Non nego il mio scetticismo; tuttavia devo ricredermi quanto penso che il gesto affettuoso del bimbo mi ha reso felice e molto più disponibile di quanto non sia usualmente.

Il piccolo e piacevole contrattempo mi ha tenuto lontano dai compagni, apparentemente senza una giustificazione plausibile. Sono, in pratica, solo quando sento un frastuono, come di qualcosa di pesante che impatti al suolo. Il bambino, forse spaventato, s’allontana. Quasi non me ne accorgo, preoccupato per il fragore appena udito. Volgo lo sguardo dalla parte dalla quale è provenuto e mi accorgo che il boato è causato da un fenomeno qui abbastanza frequente. La pioggia degli ultimi giorni ha provocato l’ennesimo smottamento. Massi enormi sono disseminati ai lati della strada, precipitati proprio nell’area in cui è previsto il nostro stanziamento per la giornata. Un lampo nella mente, penso al bambino di poco fa, mi volto e lo vedo, in lontananza, correre verso l’area abitata. «Ehi» - gli urlo dietro - «what's your name?» Un suo compagno si avvicina e, a gesti, mi fa intendere che, in cambio di un regalino, mi dirà il nome del fuggitivo. Sto al gioco, tiro fuori un pacco di chewing gum, glielo porgo. «Walid, Walid» - ripete il piccolo e scappa via. Mi rivolgo ai miei compagni poco distanti, anch’essi visibilmente scossi, e dico loro di chiamare, via radio, la sala operativa perché attivino le procedure del caso. Naturalmente non dico nulla di Walid. Giustifico il ritardo sui tempi di marcia con un presunto malore occorsomi, causato, affermo, da cibo probabilmente avariato; dopo tutto, il piccolo piacevole contrattempo ci ha risparmiati un incidente reale. Per poco che ci fossimo spostati, avremmo avuto la frana addosso. Così, in seguito, ho fatto credere di essere stato fortunato a sentirmi male proprio nel momento del disastro. I miei compagni di squadra considerano una felice occorrenza il mio supposto malore.

Terminate le operazioni di sgombero quando ormai è sera, liberato un passaggio per ristabilire la viabilità a una corsia, messa in sicurezza la zona, ritorniamo alla base. Sono molto stanco, ma ciò non mi impedisce di fare una piccola ricerca sul web. Digito su un motore di ricerca la parola “Walid”. Tra i risultati spunta quello che le assegna il significato di “nuova nascita”. Sorrido perché effettivamente mi sento rinato.

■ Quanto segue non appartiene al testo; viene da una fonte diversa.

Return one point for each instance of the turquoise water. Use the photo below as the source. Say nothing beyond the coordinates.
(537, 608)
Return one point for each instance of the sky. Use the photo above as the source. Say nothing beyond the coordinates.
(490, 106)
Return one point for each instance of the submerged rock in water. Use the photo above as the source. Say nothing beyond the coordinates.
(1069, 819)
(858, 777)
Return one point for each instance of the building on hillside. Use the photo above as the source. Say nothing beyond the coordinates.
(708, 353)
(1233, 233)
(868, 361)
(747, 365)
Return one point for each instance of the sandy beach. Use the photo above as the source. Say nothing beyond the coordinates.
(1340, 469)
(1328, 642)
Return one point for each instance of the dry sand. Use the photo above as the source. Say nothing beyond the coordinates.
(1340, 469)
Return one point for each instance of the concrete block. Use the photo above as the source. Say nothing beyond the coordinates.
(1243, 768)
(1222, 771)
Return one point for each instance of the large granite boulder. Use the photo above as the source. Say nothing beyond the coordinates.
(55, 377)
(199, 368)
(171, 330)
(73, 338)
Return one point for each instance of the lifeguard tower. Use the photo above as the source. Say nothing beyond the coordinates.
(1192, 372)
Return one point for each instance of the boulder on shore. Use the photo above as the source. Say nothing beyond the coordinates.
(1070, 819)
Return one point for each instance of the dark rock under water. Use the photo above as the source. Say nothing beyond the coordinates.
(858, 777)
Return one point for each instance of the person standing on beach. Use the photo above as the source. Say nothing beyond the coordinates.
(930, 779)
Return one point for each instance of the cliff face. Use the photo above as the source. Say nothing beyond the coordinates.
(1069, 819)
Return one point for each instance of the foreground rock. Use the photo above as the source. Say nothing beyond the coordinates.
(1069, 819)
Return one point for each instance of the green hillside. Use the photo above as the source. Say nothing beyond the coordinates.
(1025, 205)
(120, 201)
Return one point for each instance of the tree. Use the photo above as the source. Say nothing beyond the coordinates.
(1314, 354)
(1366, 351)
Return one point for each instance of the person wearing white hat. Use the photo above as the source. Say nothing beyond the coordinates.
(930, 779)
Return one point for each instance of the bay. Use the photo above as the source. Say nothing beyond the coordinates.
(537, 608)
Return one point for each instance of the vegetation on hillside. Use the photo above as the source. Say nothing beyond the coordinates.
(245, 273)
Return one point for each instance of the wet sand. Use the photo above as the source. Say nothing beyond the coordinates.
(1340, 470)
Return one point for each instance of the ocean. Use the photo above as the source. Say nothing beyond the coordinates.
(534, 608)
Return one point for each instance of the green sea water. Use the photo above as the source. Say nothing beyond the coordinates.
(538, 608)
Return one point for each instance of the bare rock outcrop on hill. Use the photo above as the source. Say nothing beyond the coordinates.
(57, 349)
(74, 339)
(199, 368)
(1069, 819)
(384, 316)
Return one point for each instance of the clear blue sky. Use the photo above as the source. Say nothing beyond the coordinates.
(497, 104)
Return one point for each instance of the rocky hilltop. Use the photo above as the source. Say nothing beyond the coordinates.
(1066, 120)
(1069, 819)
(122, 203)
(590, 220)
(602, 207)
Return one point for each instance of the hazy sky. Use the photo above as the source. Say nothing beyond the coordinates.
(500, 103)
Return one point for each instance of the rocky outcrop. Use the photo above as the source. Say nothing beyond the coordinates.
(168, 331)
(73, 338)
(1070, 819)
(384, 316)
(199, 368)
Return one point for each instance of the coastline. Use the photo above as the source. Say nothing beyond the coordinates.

Non saprò mai quale sorte toccherà a Walid, se è vero che così si chiama. Mi piace pensare che sia stato il suo abbraccio a salvare la mia squadra dall’imminente frana. Il pensiero mi mette allegria. I bambini, tutti i bambini ci salveranno dai disastri. Magari loro saranno più saggi di noi. Sebbene sia solo una speranza, l’idea mi accarezza e mi concilia il sonno.Ora sono di nuovoin missione e mi sento protetto dall'abbraccio di Walid.